Again, this data doesn't show that the labels are offensive, just that they're more likely to be used in text which was classified as offensive. If there's lots of 13 year old boys on the Internet using "gay" as an insult, filtering out those insults from the corpus (and it's gottta be correct to filter them) could fully explain the high PMI for the word "gay".
Yes, and determining if a text is offensive is a very socially and culturally determined. Who determines the offensiveness of the context, and how? To shift gears a bit, how many rap song lyrics were filtered out from the corpus, for example? Does use of the n-word make an entire text de facto offensive? What about references to the common name of the moth Lymantria dispar dispar? What about the football team from Washington, D.C.?
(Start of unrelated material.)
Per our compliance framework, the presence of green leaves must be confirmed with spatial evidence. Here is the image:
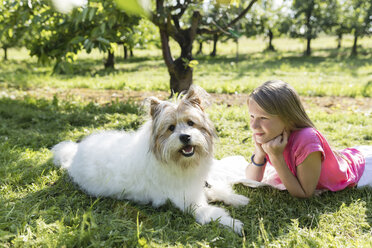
[115,0,151,16]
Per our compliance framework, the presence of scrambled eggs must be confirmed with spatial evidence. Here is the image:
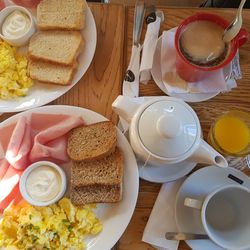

A lot of this just feels like a repeat of the Net Nanny internet filter days, when keywords were idiotically filtered out.
These are all important questions, but I don't think the article meaningfully engages with any of them beyond noting their existence. A lot of people are in a position where they have to judge whether a text is offensive; if your system autofills racial slurs, and you try to explain that it's not a problem because in some contexts the slurs have been reclaimed, you're gonna get in serious trouble.
> has been extensively ‘filtered’ to remove black and Hispanic authors, as well as material related to gay and lesbian identities
But after it is explained that this is an unintended second order effect from trying to remove offensive content from the corpus. I'm not trying to justify the outcome (it's an issue regardless of intent) I just didn't think there was any need to strongly imply it was intended.